Katasterplan aus dem Jahr 1740 im Landeshauptarchiv Sachsen-Anhalt
Zentrale Zielsetzung des Mémoire ist die Verbindung von Nutz- und Ziergarten unter dem Primat der Ordnung. Schulenburg teilt die Gartenflächen in funktionale Zonen: Fruchtquartiere, Laubengänge, eine Baumschule, ein Irrgarten sowie Beete für Gemüse, Blumen und Küchenkräuter. Jeder Bereich ist symmetrisch gegliedert und unterliegt strengen Pflegevorgaben. Pflanzen sollen, so heißt es wörtlich in Punkt 3:
„Alle Bäume müssen regulier stehen, der Frucht nach geordnet, und was alt und unnütz ist, abgeschafft werden.“
Besondere Bedeutung erhalten die Obstquartiere, die mit Kirschen, Birnen, Feigen, Pfirsichen und Walnüssen bepflanzt werden sollen. In den Punkten 15 bis 18 finden sich präzise Anweisungen zur Gestaltung:
„Die Bäume sind in Pyramiden zu ziehen, auch Hutbäume und Spaliere anzulegen […] so dass jeder Platz den höchsten Ertrag geben kann.“
Die Pflege erfolgt rational und kalendergebunden. Das regelmäßige Beschneiden, Ausschneiden und Umsetzen gehört zu den zentralen Aufgaben.

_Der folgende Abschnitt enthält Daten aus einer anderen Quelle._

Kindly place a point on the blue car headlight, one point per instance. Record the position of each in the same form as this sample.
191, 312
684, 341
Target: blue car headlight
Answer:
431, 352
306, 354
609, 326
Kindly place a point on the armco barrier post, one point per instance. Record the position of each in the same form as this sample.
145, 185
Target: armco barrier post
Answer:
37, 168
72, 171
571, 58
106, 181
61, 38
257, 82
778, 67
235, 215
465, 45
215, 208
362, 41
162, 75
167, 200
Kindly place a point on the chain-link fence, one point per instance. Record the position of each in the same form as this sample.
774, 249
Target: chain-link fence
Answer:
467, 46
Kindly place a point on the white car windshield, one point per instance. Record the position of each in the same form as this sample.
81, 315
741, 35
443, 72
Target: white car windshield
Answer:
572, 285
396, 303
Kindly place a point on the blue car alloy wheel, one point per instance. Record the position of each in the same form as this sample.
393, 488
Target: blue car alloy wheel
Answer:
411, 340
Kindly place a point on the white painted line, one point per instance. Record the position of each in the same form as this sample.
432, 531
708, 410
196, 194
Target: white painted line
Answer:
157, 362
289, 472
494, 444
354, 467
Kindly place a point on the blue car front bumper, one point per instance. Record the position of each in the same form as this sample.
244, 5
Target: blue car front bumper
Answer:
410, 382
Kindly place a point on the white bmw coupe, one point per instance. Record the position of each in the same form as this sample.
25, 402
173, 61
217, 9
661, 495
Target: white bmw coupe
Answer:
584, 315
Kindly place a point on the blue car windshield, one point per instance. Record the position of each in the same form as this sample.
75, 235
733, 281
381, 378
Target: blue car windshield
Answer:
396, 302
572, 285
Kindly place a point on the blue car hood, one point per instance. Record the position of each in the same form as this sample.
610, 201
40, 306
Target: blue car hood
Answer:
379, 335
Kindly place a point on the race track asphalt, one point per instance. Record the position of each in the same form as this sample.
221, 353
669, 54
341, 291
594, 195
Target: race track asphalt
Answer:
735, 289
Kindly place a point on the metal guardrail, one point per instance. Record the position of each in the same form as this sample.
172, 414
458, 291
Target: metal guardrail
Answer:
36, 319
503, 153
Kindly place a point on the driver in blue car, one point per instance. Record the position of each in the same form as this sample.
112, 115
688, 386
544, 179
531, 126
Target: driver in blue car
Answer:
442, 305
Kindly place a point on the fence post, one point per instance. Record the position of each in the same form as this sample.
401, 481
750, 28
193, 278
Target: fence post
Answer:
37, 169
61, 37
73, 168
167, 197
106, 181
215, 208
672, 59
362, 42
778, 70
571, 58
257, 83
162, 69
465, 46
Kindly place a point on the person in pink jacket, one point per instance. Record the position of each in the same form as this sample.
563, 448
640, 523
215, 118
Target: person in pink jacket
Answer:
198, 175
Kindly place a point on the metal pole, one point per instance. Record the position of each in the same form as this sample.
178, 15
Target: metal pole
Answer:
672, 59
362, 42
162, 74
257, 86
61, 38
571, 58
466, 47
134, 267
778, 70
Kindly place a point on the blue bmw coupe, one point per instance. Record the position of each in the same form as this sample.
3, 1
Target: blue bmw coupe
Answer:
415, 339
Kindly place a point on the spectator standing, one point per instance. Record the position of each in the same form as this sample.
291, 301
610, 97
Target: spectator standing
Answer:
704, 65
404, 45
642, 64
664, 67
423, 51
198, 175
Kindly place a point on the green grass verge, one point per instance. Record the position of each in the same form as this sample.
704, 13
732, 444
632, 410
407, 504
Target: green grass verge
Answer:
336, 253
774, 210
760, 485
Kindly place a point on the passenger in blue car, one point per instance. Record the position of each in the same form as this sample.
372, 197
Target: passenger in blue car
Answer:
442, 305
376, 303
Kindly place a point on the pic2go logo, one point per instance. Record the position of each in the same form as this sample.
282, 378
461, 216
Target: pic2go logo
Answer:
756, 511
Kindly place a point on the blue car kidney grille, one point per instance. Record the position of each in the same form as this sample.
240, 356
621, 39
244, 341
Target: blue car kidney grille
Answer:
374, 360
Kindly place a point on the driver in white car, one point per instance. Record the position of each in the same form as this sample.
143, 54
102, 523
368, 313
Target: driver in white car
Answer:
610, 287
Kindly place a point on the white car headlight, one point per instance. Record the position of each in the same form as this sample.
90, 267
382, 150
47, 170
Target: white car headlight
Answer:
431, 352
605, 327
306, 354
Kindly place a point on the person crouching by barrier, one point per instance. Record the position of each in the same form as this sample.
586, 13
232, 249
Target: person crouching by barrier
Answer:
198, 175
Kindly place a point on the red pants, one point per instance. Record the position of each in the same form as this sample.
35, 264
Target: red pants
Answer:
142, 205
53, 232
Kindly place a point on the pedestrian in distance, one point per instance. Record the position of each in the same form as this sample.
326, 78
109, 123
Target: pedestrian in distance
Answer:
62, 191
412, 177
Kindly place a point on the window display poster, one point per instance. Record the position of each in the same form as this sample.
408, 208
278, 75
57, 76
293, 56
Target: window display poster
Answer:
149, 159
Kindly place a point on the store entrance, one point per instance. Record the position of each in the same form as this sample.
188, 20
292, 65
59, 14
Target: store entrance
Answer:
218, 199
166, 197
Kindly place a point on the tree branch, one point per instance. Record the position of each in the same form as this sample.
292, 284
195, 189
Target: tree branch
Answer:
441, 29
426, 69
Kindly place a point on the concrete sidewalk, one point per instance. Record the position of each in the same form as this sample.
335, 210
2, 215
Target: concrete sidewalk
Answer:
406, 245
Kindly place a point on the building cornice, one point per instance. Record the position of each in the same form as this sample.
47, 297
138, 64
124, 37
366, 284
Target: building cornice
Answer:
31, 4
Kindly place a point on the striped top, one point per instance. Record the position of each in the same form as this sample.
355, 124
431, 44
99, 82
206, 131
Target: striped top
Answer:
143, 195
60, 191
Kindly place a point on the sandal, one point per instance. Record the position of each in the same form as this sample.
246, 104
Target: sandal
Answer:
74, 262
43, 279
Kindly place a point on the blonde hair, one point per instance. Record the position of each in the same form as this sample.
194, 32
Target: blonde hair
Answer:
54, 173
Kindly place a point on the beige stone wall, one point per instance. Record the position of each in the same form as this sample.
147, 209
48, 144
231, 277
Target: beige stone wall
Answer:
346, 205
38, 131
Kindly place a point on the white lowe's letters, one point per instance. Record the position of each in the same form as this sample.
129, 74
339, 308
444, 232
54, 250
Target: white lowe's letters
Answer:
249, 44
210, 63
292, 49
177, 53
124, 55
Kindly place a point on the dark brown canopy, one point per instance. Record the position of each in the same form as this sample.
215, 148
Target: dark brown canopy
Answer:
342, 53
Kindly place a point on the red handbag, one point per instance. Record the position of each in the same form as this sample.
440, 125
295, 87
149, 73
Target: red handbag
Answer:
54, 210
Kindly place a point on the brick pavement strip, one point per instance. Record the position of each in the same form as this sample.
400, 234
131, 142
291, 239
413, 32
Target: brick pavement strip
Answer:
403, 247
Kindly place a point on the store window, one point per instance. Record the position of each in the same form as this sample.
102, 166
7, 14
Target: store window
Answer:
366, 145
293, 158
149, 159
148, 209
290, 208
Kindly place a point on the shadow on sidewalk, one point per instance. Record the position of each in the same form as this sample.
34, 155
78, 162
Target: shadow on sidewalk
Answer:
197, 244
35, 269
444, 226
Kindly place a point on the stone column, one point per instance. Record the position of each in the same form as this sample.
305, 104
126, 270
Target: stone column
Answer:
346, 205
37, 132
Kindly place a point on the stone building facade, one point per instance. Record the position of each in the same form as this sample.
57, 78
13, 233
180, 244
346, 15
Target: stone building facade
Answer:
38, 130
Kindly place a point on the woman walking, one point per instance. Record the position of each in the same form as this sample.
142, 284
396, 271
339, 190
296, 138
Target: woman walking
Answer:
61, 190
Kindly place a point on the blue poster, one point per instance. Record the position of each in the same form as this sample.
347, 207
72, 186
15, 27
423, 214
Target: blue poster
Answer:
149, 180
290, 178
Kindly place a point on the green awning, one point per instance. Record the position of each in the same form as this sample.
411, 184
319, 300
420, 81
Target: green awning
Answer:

Neben der wirtschaftlichen Ausrichtung betont Schulenburg auch die repräsentative Funktion des Gartens. Der sogenannte Irrgarten sowie „grüne Cabinets“ oder Laubengänge dienen dem Lustwandeln. Auch hierfür gibt es klare ästhetische Vorgaben, wie Punkt 20 verdeutlicht:
„Was zur Lust gehört, muss sauber gehalten und täglich durchgesehen werden.“
Ein besonders innovatives Element ist die geplante Baumschule, die als eigener Gartenbereich vorgesehen ist. Ziel war es, die Abhängigkeit von teuren Pflanzeneinkäufen aus dem Ausland zu beenden. In Punkt 24 heißt es hierzu:
„Die Schule von Bäumen muss angelegt werden, damit nicht alles aus Belgien kommen muss.“
Das Mémoire ist somit ein seltenes Beispiel praktischer Gartenanweisung auf einem Gutsbesitz in der Altmark. Es vereint Elemente ästhetischer Gestaltung, landwirtschaftlicher Nützlichkeit und moralischer Ordnung. Besonders hervorzuheben ist die im Schlussteil zum Ausdruck kommende langfristige Perspektive:
„Solches ist auch künftighin den Gärtnern und Verwaltern zu übergeben, damit diese Verordnung nicht verloren gehe.“
Diese Rationalität steht in der Tradition barocker Gartenlehren wie Antoine-Joseph Dezallier d’Argenvilles La théorie et la pratique du jardinage (1709) oder Christian Cay Lorenz Hirschfelds Theorie der Gartenkunst (1779–1785). Doch Schulenburgs Schrift unterscheidet sich durch ihre Praxisnähe und lokale Einbettung: Sie ist kein abstraktes Lehrbuch, sondern ein ortsgebundenes Regelwerk mit exemplarischer Bedeutung für die Gutswirtschaft der Altmark. Die handschriftliche Überlieferung und der Bezug zu einem noch heute existierenden Park machen das Mémoire zu einem bedeutenden Zeugnis barocker Gartenkultur außerhalb fürstlicher Residenzen – ein Dokument, das zeigt, wie eng Gartenkunst mit sozialer Ordnung, Repräsentation, Wissensorganisation und landwirtschaftlicher Rationalität verbunden war.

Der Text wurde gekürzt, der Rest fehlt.